Referencing Files within signalJourney

When specifying file paths within inputSources or outputTargets in a signalJourney file placed within a BIDS /derivatives directory:

  • Use relative paths: Paths should ideally be relative to the BIDS root directory.
    • Input Raw Data: ../rawdata/sub-01/ses-test/eeg/sub-01_ses-test_task-rest_eeg.vhdr
    • Input Derivative Data: ./derivatives/preprocessing_pipeline/sub-01/eeg/sub-01_desc-preproc_eeg.fif (Note the leading ./)
    • Output Derivative Data: ./derivatives/ica_pipeline/sub-01/eeg/sub-01_desc-cleaned_eeg.fif
  • This ensures paths remain valid regardless of where the BIDS dataset is moved.
  • Avoid absolute paths unless necessary for external resources.

Using .bidsignore

To prevent standard BIDS validators (which don't recognize *_signalJourney.json) from generating errors or warnings about these files, add an entry to the .bidsignore file located at the root of your BIDS dataset:

# Ignore signalJourney provenance files
*_signalJourney.json

This tells BIDS-compliant tools to ignore these files during validation scans.

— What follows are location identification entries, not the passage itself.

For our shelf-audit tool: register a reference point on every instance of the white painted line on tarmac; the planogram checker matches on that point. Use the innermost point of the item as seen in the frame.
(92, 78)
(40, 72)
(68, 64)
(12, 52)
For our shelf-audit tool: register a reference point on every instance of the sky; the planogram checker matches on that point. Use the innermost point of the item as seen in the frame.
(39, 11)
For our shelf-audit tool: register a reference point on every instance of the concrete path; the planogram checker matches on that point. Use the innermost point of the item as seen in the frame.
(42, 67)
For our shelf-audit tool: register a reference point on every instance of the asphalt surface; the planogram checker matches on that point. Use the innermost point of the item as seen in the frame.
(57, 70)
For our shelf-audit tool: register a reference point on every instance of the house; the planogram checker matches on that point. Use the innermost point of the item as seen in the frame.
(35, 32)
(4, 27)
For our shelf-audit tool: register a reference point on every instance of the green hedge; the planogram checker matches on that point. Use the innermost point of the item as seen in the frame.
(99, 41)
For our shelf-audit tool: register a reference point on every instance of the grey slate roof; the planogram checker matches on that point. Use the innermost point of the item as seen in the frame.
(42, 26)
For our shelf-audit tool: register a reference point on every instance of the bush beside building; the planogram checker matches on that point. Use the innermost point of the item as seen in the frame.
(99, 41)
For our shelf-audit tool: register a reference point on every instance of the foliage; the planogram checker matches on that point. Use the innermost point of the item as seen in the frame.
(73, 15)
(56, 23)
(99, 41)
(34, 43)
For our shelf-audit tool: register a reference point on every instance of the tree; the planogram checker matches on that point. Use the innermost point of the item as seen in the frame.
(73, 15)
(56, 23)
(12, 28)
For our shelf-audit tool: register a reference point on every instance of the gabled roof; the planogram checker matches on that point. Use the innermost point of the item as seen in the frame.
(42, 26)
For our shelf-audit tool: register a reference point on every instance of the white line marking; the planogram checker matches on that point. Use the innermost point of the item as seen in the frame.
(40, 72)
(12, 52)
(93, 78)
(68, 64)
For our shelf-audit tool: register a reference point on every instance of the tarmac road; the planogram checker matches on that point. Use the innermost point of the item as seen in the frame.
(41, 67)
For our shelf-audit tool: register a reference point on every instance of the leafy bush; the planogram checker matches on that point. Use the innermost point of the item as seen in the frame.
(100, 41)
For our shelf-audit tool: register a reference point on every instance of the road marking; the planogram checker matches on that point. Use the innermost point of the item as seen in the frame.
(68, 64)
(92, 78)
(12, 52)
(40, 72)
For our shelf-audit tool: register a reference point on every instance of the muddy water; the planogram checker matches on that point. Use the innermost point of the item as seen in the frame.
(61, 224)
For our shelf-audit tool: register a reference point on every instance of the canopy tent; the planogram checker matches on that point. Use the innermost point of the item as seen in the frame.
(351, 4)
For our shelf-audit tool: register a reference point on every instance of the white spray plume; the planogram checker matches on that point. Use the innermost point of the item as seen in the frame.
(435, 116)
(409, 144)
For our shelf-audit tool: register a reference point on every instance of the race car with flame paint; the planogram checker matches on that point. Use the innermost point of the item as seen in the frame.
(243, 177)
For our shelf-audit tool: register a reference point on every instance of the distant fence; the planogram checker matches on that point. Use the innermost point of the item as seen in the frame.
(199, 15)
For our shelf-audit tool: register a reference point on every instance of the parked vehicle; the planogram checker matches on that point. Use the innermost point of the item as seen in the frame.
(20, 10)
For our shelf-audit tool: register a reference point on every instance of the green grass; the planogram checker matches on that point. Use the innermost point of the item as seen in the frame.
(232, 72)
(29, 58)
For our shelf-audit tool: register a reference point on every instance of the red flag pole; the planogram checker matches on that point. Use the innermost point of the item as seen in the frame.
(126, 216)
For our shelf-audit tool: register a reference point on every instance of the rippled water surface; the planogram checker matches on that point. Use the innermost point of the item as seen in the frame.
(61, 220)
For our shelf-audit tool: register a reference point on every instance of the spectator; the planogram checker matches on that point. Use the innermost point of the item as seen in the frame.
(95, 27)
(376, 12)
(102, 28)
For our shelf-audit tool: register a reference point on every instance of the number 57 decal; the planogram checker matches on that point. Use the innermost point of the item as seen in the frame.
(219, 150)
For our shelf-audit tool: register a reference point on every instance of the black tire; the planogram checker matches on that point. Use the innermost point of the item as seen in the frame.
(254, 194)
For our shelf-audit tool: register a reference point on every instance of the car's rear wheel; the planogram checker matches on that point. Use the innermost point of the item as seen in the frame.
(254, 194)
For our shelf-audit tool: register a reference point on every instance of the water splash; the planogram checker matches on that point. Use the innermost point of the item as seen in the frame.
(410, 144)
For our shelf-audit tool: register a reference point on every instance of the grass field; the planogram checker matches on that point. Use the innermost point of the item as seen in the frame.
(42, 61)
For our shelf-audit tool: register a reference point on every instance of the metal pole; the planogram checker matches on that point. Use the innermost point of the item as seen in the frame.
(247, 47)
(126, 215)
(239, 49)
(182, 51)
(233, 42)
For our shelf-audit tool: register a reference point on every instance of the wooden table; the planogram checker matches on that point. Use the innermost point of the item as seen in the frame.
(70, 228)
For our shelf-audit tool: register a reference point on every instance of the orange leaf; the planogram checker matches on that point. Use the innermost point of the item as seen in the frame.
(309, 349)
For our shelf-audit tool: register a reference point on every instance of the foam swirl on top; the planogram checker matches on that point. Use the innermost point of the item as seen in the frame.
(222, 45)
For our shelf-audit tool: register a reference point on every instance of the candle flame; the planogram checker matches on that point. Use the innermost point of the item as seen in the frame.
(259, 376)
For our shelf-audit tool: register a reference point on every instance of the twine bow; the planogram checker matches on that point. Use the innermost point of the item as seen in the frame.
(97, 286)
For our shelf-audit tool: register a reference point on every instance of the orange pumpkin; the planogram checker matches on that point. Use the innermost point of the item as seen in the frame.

Root-Level vs. Derivative-Level Pipelines

signalJourney can document pipelines that operate on entire datasets or individual subject/session files.

  • Subject/Session Level: If a pipeline is run independently for each subject/session, the corresponding *_signalJourney.json file should typically reside alongside the output data within the subject's derivative directory (as shown in the recommended location example).
  • Dataset Level: If a single pipeline instance processes multiple subjects (e.g., group analysis, template creation), a single *_signalJourney.json file might be placed at the root of the specific derivative pipeline directory (e.g., /derivatives/<group_analysis_pipeline>/group_analysis_signalJourney.json). This file would then reference multiple subject input files using relative paths from the BIDS root.

Linking signalJourney Files

If one pipeline's output (documented in pipelineA_signalJourney.json) is the input to another pipeline (documented in pipelineB_signalJourney.json), use the pipelineSource field within the inputSources of pipelineB_signalJourney.json:

// Inside pipelineB_signalJourney.json
"inputSources": [
  {
    "sourceType": "file",
    "location": "./derivatives/pipelineA/sub-01/eeg/sub-01_desc-outputA_eeg.fif",
    "pipelineSource": {
      "pipelineName": "Pipeline A Name", // Matches pipelineInfo.name in pipelineA_signalJourney.json
      "pipelineVersion": "1.2.0",       // Matches pipelineInfo.version in pipelineA_signalJourney.json
      "signalJourneyFile": "./derivatives/pipelineA/sub-01_desc-outputA_signalJourney.json" // Optional path to the source file
    }
  }
]

Summary of Recommendations

  1. Place *_signalJourney.json files only within /derivatives/<pipeline_name>/.
  2. Use filenames that mirror the associated data file, replacing the data suffix with _signalJourney.json.
  3. Use relative paths from the BIDS root within inputSources and outputTargets.
  4. Add *_signalJourney.json to your top-level .bidsignore file.
  5. Store provenance alongside the data it describes (subject/session level where appropriate).
  6. Use pipelineSource to link dependent pipelines.